The Food and Drug Administration has proposed discontinuing the use of oral phenylephrine, a common ingredient in many over-the-counter cold and allergy medications. The FDA stated that after a thorough review of available data, it was determined that oral phenylephrine does not effectively relieve nasal congestion. This decision follows a unanimous conclusion reached by FDA advisors over a year ago.
Dr. Patrizia Cavazzoni, director of the FDA’s Center for Drug Evaluation and Research, explained that the proposal to remove oral phenylephrine is based on its ineffectiveness as a nasal decongestant. The FDA clarified that the proposed order is not due to safety concerns and is not yet final, allowing companies to continue marketing products containing oral phenylephrine for the time being.
If the final decision is made to remove oral phenylephrine, pharmacies would need to remove numerous products containing this ingredient from their shelves, including versions of popular drugs like NyQuil, Benadryl, Sudafed, and Mucinex. Retailers like CVS have already taken steps to remove certain medicines with oral phenylephrine.
The FDA’s decision could also impact major drug manufacturers such as Procter & Gamble, Bayer, and Johnson & Johnson’s Kenvue, as they would need to reformulate many of their oral cold and allergy products. Phenylephrine is believed to reduce nasal congestion by shrinking blood vessels in the nasal passages.

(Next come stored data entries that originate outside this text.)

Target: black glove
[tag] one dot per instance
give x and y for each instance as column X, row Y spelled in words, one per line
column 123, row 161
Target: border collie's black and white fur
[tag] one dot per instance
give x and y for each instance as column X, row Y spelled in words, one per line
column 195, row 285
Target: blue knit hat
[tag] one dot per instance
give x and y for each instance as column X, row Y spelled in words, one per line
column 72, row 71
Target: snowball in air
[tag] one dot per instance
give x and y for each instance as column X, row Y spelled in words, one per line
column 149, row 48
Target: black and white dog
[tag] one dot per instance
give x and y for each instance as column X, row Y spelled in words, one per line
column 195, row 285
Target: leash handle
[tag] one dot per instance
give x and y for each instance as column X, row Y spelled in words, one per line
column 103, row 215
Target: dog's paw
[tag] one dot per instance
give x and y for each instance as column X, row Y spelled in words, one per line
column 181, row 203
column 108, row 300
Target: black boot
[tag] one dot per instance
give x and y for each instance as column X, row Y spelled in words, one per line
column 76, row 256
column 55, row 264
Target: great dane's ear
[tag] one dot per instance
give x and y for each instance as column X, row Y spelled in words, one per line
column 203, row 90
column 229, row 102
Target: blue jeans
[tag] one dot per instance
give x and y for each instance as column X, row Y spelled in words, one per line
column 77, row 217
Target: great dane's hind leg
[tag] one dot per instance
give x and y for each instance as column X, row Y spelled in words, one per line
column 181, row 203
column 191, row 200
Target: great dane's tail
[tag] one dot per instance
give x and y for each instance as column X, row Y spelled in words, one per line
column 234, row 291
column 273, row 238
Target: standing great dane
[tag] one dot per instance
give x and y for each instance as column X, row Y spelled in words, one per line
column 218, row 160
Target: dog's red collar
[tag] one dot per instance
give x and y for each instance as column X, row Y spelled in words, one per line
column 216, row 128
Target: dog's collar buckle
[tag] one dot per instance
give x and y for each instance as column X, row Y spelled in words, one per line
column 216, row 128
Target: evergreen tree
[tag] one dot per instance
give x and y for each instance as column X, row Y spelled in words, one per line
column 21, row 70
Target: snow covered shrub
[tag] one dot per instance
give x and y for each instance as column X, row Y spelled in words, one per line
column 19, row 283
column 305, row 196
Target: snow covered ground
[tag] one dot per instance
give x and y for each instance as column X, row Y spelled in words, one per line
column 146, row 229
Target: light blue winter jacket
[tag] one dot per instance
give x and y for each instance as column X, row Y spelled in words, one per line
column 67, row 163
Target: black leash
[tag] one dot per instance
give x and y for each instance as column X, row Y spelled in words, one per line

Without oral phenylephrine available, patients may turn to nasal spray versions of the drug or seek alternative medications with different ingredients. Retailers like CVS and Walgreens could face a decline in sales, as they sold a significant number of phenylephrine-containing products in 2022.

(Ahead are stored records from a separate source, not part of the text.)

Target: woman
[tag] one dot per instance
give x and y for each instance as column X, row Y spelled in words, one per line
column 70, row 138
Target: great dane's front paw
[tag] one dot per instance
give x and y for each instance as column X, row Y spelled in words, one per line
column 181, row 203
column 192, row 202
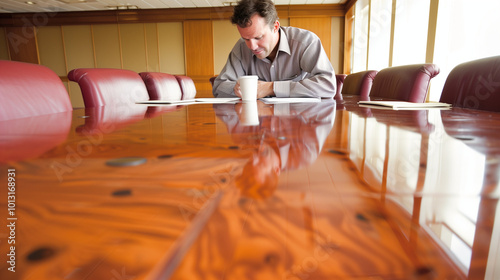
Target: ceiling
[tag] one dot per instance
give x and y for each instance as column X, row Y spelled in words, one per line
column 31, row 6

The FDA may revoke the over-the-counter designation of phenylephrine as “generally recognized as safe and effective,” a move that would require drugmakers to submit FDA applications for products containing this ingredient. Researchers at the University of Florida prompted the FDA advisors’ meeting last year, advocating for the removal of phenylephrine products based on studies showing their lack of efficacy compared to placebos.
FDA staff concluded that oral phenylephrine formulations are ineffective even at standard or higher doses, as only a minimal amount reaches the nose to alleviate congestion. The Consumer Healthcare Products Association, representing over-the-counter drug manufacturers, did not present new evidence to challenge the FDA staff’s findings on phenylephrine.
Despite concerns raised by the group about the impact on consumers, the FDA’s decision could lead to significant changes in the availability of oral decongestants. Phenylephrine replaced pseudoephedrine as the main decongestant in over-the-counter medicines in 2006, following restrictions on pseudoephedrine sales due to its potential misuse in making methamphetamine.